Borne out of the legacy champagne brand’s partnership with the Golden Globes, the Moët Moments Film Festival has taken place during the Tribeca Film Festival since 2016. In addition to participation in one of Hollywood’s top festivals, the prize offers emerging filmmakers the opportunity to hobnob with industry professionals; Joining Dern and Lourd, a panel of all-female judges including producer Leslie Urdang and Anke Hoffman of the Hollywood Foreign Press Association bestowed top honors on two films this year: “You Deserve It” by Angelita Mendoza and “Bout” by Aubrey Smyth.

And while Lourd may have a strong familial connection to the Golden Globes (her aunt Joely Fisher served as Miss Golden Globes in 1992, and the show’s in-memoriam to mom and grandmother Carrie Fisher and Debbie Reynolds was a standout of last year’s ceremony) the 25-year-old was surprised by the offer to come aboard the festival. “I was completely shocked because I’ve never done anything like it,” she says, but adds that she jumped at the chance to channel one of her childhood obsessions. “I saw myself as a Randy Jackson on the original American Idol; I wanted to be the one who’s nice but also offers constructive criticism.

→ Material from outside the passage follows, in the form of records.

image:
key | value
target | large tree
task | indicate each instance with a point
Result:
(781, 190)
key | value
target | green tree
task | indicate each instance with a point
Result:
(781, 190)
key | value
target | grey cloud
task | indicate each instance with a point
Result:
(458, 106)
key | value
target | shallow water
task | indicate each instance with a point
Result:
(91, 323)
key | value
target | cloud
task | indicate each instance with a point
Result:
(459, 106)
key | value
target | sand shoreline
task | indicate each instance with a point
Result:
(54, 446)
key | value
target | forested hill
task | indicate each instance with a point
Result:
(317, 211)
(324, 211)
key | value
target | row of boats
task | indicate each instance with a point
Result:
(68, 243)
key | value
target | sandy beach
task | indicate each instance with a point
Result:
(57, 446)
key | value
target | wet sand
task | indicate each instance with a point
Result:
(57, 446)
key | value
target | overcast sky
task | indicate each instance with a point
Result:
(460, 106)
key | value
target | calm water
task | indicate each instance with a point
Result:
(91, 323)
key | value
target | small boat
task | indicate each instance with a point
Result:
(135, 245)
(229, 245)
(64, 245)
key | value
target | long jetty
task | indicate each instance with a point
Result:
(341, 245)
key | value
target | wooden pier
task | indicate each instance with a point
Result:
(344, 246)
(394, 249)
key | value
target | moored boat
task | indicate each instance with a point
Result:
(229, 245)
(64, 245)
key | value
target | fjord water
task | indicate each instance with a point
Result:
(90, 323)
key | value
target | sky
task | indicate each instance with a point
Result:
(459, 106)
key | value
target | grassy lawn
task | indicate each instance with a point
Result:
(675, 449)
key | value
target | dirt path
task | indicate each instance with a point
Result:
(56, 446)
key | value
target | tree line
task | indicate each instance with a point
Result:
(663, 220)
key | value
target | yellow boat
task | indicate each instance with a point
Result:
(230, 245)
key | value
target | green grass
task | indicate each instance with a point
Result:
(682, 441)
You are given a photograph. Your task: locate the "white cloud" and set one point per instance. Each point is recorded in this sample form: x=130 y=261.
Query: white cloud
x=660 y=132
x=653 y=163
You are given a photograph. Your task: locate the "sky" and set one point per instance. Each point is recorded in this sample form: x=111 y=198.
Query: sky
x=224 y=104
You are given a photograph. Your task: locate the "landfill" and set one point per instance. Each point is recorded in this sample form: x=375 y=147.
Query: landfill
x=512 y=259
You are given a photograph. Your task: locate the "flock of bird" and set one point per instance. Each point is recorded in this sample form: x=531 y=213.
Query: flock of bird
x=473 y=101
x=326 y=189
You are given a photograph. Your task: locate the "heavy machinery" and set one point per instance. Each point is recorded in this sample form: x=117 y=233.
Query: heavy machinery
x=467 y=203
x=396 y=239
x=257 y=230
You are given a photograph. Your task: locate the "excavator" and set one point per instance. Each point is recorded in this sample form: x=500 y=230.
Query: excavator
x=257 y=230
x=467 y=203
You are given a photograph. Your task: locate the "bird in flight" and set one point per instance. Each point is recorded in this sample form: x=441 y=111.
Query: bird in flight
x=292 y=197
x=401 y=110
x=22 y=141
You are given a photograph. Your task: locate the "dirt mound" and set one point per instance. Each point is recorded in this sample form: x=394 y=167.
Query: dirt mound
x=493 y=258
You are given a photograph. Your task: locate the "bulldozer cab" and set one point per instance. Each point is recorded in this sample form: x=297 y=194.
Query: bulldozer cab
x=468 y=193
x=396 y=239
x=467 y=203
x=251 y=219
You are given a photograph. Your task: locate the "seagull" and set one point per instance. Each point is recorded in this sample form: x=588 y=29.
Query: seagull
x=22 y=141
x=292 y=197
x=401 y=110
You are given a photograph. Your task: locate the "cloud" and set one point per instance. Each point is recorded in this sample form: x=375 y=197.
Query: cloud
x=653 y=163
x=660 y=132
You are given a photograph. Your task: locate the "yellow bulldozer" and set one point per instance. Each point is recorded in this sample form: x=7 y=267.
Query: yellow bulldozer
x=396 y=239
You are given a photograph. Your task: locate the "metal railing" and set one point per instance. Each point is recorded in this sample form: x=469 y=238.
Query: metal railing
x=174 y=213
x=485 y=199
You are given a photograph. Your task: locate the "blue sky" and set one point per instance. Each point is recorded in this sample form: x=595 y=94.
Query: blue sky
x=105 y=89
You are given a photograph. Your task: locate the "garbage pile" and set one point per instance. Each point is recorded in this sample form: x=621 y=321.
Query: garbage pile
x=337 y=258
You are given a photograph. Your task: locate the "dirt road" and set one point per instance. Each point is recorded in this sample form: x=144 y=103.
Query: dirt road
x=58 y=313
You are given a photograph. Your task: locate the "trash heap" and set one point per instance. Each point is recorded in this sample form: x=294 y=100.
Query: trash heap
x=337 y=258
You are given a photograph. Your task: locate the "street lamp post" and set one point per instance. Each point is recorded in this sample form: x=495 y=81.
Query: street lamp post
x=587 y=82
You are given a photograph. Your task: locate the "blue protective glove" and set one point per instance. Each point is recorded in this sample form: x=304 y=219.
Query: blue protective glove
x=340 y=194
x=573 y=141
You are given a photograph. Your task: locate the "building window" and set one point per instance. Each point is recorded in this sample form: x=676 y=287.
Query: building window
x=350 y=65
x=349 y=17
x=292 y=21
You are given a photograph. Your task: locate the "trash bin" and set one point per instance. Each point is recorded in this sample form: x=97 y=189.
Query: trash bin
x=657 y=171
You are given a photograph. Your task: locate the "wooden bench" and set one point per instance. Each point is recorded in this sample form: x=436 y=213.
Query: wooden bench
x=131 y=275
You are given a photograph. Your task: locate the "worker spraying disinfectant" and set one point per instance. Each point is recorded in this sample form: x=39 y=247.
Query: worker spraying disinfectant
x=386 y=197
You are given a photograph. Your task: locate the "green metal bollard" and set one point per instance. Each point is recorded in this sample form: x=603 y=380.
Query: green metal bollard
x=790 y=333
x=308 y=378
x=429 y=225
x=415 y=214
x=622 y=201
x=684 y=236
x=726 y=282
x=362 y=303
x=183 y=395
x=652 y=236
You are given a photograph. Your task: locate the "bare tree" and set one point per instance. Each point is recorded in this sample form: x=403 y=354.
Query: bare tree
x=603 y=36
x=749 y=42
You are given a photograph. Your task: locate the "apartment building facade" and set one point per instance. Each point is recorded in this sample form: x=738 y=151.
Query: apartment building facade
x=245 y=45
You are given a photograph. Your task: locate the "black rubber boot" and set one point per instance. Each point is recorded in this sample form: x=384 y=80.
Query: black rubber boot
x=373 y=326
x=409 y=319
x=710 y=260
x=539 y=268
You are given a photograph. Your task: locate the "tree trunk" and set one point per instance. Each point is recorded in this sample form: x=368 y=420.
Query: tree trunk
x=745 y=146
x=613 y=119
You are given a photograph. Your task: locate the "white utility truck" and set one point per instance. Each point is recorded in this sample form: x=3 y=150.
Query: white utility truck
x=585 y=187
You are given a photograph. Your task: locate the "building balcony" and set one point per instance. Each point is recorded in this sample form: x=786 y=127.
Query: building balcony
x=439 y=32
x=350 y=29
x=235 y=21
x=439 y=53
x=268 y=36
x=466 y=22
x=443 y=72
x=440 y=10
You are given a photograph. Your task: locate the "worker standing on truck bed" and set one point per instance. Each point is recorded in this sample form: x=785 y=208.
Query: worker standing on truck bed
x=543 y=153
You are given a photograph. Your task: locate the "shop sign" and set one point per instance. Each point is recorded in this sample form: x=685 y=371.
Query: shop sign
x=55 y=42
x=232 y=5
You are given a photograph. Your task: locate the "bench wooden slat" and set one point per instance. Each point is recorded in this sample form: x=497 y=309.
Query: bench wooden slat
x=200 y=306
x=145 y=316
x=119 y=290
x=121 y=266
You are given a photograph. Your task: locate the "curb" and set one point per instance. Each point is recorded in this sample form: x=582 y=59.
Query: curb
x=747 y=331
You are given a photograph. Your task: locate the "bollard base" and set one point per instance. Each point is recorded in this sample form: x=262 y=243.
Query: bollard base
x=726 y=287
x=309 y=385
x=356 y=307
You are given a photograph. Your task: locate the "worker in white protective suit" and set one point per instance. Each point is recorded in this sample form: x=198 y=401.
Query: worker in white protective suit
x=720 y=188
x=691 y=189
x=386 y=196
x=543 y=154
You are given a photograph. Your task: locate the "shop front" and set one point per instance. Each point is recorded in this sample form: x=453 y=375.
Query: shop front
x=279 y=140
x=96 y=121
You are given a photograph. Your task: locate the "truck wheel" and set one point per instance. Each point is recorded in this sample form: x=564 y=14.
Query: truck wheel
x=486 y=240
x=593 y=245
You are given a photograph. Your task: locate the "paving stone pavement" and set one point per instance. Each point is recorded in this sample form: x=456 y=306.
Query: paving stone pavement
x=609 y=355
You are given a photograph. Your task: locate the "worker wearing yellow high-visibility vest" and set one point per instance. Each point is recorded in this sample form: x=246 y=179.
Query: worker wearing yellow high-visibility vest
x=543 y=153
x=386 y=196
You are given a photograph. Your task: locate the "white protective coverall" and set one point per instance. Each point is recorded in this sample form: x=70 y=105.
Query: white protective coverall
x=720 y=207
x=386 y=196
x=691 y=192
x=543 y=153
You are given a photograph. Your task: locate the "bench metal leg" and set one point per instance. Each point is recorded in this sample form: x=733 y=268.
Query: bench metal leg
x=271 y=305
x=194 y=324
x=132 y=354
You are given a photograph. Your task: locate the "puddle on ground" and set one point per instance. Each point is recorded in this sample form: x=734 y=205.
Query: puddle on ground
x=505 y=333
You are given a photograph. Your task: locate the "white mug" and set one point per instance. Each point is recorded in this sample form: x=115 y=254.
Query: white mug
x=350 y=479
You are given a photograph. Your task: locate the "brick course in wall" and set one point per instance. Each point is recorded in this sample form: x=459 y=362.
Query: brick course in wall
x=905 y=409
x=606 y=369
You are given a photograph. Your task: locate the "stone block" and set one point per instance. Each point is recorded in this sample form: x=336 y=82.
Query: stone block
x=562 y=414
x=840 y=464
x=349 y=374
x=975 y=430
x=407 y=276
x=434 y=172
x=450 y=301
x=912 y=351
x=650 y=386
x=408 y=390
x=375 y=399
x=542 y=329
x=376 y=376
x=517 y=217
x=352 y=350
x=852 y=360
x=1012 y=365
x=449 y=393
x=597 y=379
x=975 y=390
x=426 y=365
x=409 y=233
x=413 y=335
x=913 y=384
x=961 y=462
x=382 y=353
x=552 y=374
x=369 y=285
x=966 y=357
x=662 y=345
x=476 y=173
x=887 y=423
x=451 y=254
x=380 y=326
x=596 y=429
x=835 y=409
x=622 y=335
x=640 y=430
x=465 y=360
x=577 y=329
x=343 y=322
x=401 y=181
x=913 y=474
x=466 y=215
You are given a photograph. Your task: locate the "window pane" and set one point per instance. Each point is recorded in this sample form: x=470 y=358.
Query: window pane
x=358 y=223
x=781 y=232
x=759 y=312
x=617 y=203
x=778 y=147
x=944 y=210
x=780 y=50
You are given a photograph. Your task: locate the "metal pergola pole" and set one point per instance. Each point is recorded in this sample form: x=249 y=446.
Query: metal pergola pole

And to say “dawg” all the time.”

Lourd’s judging qualifications don’t end there. Long before acting in action-horror romps like Scream Queens and American Horror Story, Lourd was doing her own stunts in childhood home movies. “I was always making Jackass-style movies of me and my friends like zip-lining or rolling down hills. And then we’d do like an interview segment, like, ‘How did you feel about that?” she recalls. “Yes, people did get hurt. There were a lot of injuries. There was a broken ankle. Don’t judge me.”

While her zip-lining days may be behind her, Lourd’s current outlook on life echoes the “carpe diem” message behind the Moët Moments festival. “As the prophet Drake once said, YOLO,” she laughs. “It sounds stupid but I’m serious—I really try to enjoy every day to the fullest. I’m raising a glass to life every day.”